1998 Kenya and Tanzania embassy bombing. Bin Laden strikes in spectacular fashion. But because the deaths take place abroad, and most of the victims are black Africans, the U.S. response is actually fairly muted. Clinton lobs cruise missiles into Afghanistan (bin Laden's new home) and Sudan, but is roundly criticized for it. The strikes are ineffective. Republicans generally criticize the move as a distraction from their ongoing impeachment of the President over a blowjob.
October 2000 USS Cole bombing. Disappointed by the relative yawn to his previous attack, bin Laden decides to strike at one of the U.S. Navy's most powerful warships. 17 U.S. soldiers are killed when suicide bombers detonate along side the ship's hull. But bin Laden's timing is off: the attack happens just before the November 2000 elections; President Clinton is the lamest of lame ducks, but the new President is not yet even known (and won't be even for awhile longer than expected, due to Florda's decision to become a banana republic.)
January 2001 President Bush installed by U.S. Supreme Court. Bush takes the reigns and appoints Colin Powell his Secretary of State.

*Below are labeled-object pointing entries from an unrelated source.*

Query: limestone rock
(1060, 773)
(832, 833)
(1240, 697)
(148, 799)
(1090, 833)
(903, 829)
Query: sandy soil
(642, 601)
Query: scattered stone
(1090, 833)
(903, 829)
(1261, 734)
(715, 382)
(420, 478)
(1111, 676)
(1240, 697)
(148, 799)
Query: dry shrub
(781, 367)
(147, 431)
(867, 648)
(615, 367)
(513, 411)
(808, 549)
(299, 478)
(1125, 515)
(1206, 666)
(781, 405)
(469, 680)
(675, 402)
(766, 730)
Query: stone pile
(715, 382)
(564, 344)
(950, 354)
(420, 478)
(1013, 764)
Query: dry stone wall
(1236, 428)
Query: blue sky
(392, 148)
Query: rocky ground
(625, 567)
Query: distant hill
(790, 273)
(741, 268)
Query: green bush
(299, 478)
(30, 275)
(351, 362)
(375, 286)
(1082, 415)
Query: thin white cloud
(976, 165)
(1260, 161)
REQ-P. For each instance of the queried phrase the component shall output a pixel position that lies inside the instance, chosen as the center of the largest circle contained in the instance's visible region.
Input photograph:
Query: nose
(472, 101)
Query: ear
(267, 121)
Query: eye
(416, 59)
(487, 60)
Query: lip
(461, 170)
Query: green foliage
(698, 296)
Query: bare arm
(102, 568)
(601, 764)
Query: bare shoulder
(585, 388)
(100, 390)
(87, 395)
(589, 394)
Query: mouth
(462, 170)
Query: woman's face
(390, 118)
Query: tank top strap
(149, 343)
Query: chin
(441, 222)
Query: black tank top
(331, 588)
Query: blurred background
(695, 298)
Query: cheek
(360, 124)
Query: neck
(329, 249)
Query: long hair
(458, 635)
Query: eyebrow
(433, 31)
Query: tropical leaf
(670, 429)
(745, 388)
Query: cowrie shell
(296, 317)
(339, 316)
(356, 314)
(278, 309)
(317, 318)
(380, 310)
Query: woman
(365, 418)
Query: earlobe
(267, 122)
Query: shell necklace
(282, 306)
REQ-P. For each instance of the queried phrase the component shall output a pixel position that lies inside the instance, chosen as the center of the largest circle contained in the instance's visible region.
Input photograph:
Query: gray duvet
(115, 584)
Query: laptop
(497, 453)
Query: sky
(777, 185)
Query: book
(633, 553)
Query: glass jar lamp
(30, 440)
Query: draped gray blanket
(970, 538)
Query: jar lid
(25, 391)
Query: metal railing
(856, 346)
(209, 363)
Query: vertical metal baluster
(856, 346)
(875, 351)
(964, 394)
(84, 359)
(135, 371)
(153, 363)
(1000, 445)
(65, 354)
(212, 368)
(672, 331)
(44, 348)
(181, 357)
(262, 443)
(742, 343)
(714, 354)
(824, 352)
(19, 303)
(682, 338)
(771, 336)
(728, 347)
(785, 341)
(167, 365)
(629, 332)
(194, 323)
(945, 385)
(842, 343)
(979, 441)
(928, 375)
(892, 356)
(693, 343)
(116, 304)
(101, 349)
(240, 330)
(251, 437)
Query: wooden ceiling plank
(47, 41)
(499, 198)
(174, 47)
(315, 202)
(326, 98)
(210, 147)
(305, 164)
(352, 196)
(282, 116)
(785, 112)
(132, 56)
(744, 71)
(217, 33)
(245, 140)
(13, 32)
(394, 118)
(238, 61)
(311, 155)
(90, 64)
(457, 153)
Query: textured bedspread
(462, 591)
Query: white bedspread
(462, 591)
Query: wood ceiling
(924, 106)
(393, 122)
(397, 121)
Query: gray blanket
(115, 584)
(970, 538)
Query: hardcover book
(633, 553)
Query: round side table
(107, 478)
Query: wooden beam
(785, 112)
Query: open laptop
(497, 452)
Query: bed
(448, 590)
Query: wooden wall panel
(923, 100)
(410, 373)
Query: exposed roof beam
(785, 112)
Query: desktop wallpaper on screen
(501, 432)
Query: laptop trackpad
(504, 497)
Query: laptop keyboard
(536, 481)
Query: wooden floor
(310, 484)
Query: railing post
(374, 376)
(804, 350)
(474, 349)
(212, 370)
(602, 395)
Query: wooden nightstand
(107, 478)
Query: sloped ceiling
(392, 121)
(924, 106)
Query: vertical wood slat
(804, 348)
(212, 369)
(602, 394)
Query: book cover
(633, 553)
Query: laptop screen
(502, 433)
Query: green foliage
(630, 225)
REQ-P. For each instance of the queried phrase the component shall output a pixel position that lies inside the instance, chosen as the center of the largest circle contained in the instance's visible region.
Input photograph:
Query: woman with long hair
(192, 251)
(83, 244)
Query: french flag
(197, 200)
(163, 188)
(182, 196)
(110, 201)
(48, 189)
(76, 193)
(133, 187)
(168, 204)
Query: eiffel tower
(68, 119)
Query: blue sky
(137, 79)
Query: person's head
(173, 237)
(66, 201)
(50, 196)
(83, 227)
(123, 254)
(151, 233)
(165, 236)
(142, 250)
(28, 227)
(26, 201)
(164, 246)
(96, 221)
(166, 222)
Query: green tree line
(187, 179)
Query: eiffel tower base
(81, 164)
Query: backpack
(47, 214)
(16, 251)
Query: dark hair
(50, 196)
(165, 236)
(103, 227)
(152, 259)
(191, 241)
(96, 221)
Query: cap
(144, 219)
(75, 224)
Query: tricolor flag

The Powell Doctrine states that the U.S. should not involve itself, militarily, in the affairs of other nations unless (1) the objectives are clear, (2) the exit strategy is known, and (3) overwhelming military force can be brought down on the enemy. Note that the Powell doctrine is uniquely incapable of dealing with an asymmetric threat of the type posed by bin Laden.

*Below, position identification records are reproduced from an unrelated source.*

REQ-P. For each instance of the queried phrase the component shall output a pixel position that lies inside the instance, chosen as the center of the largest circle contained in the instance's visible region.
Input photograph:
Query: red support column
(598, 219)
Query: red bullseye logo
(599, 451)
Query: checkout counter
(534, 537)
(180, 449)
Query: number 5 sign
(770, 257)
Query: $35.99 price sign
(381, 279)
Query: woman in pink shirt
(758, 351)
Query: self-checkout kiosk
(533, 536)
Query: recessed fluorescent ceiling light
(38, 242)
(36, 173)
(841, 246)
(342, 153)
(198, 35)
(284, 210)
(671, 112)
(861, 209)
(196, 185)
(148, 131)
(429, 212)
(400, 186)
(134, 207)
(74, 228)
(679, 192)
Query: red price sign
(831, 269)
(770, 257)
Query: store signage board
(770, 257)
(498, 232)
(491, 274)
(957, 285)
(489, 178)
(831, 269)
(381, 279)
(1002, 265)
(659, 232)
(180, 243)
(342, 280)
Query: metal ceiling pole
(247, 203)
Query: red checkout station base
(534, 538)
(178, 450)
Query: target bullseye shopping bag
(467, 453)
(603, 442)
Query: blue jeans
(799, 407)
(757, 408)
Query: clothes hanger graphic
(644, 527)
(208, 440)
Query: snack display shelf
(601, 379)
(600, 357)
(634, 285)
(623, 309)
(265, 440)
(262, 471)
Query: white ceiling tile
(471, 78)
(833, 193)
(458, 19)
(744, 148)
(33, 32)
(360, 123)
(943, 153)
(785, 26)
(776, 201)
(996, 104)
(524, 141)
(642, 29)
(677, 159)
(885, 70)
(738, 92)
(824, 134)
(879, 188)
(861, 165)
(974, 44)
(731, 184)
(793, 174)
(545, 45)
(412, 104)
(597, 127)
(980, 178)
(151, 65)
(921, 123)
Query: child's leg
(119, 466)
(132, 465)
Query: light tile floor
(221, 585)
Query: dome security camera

August 2001 CIA to Bush: "Bin Laden determined to strike within the U.S." Chatter in the intelligence community is off the hook. Top analysts in the CIA and intelligence community are convinced an attack from someone, somewhere, is imminent. The CIA then warns Bush that bin Laden wants to strike within the homeland, for reasons that now should be obvious: with the vacuum left by the imploding Soviet empire, and the weakness demonstrated by the U.S. in Somalia, bin Laden wants to be the counterpoint to the dominant U.S. hegemony. And he thinks he can win.

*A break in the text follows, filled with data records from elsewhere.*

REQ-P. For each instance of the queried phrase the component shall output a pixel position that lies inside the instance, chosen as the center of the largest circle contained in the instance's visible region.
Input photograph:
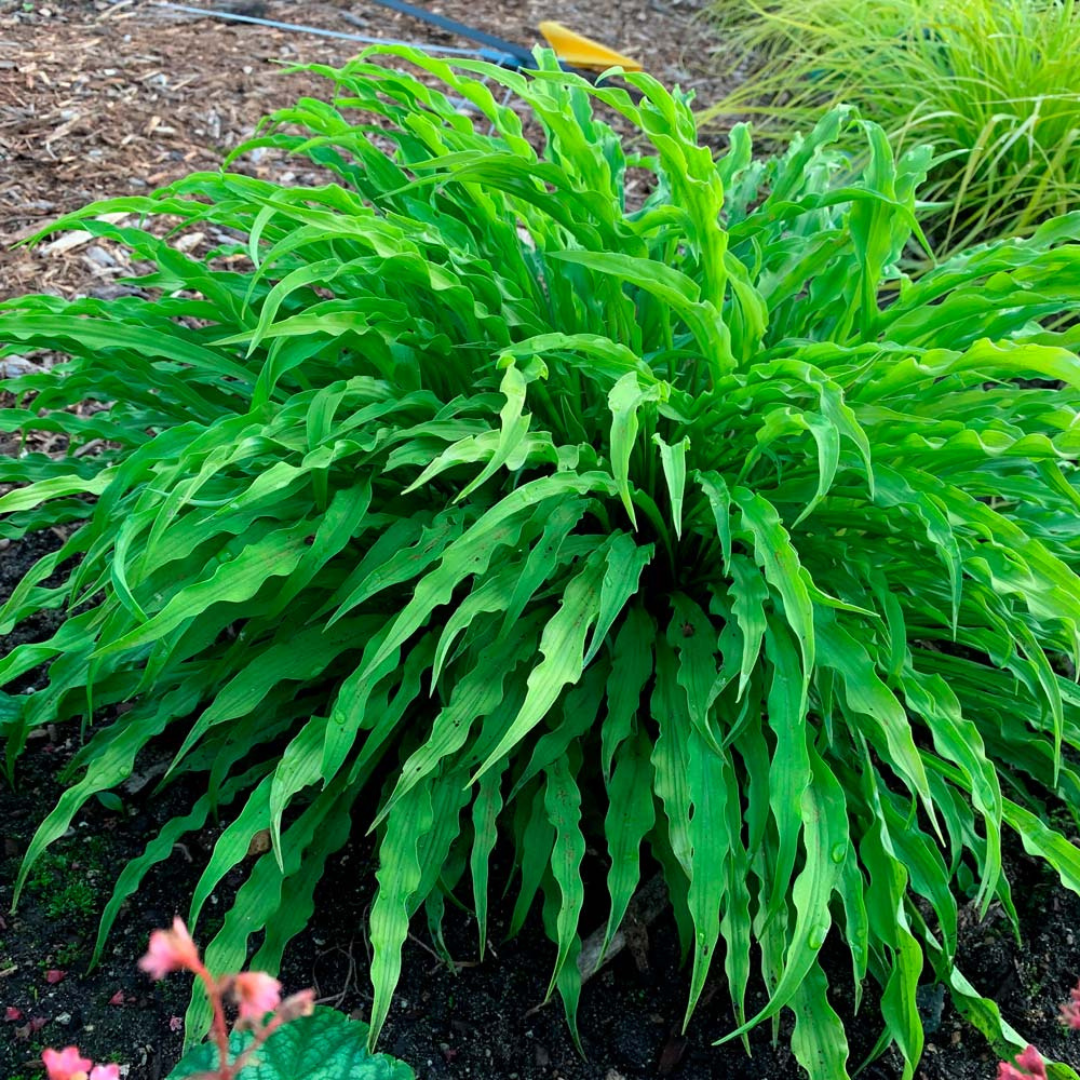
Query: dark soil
(99, 98)
(480, 1022)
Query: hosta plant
(605, 495)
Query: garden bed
(477, 1020)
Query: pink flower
(171, 950)
(67, 1064)
(297, 1004)
(257, 994)
(1031, 1066)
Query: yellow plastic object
(583, 52)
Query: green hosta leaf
(326, 1045)
(630, 817)
(399, 876)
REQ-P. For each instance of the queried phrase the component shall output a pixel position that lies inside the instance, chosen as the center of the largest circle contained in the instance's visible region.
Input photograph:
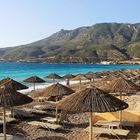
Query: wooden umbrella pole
(34, 91)
(4, 123)
(90, 126)
(120, 112)
(56, 113)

September 11, 2001. Bin Laden pulls off the masterstroke.
After quickly invading and dismantling the Taliban, the U.S. surveys the geoplitical landscape through new eyes. Instead of viewing the attacks as a spectacular failure of U.S. intelligence to connect the dots, the conclusion drawn by President Bush, and most Americans, is that the U.S. under seige by terrorists. A tenuous logical nexus is drawn between "terrorist" and the nations who might support their efforts against us, and supply them with "weapons of mass destruction." While still at war in Afghanistan, the Administration begins war planning to invade Iraq.
A vague and murky antithesis in the form of a military tactic has now fully emerged: "terrorism." Republicans scrap the Powell doctrine, scrap their opposition to interventionism, and embrace a new strategy: preemptive war to eliminate potential threats. Democrats, myself included, go along with the plan -- in part because of lingering war frenzy, in part because of manipulated intelligence, in part because the last vestiges of the international human rights paradigm have not been removed. Oddly, it's this last prong the Bush Adminstration will cling to after things go awry in Iraq.
March 2003 The Iraq War begins. Hopefully you know the details of this already.
This glosses over so much its frightening. But perhaps you can see my larger point: the U.S. withdrawal in Somalia was the turning point in the battle of the antitheses. Terrorism defeated human rights. The U.S. withdrew from internationalism. The historical dots are beginning to be connected.
I'll have more to say about where this theory might lead . . . soon.